Türkiye’de ilk olan; İzmit / Kocaeli merkezli kurduğumuz ve Kocaeli, Muğla, Aydın, Yalova ve Manisa Bağımsız Denetçiler Derneklerimizin kurucu oldukları, Bağımsız Denetçiler Dernekleri Federasyonu’muz (BADEF) üyelerinin ve tüm meslektaşlarımın Konkordato Komiseri olarak alanlarında görev almalarını tavsiye ediyorum.

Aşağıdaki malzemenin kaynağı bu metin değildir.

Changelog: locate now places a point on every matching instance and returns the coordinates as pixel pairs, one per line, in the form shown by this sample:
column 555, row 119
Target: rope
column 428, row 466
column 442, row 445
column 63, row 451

Ekonomimizin iyiye gitmesini isteriz. İyi gitsin ki şirketlerimizin konkordato talebi olmasın. Koronavirüsle uğraştığımız şu günler İnşaAllah geçecektir. Ancak ekonomimize vermesi muhtemel zararların şirketlerimiz tarafından nasıl karşılanacakları hakkında ciddi kaygılar içerdiği de bir gerçektir. Muhtemeldir ki önümüzdeki aylarda krize girmesi muhtemel şirketlerin konkordato talepleri artacak gibi düşünülmektedir. Umarım olmaz ama olması halinde şirketleri kurtaracak tecrübeli Bağımsız Denetçi, Mali Müşavir Konkordato Komiseri meslektaşlarımızın varlığının da bilinmesi ayrıca güvence sebebimiz olacaktır.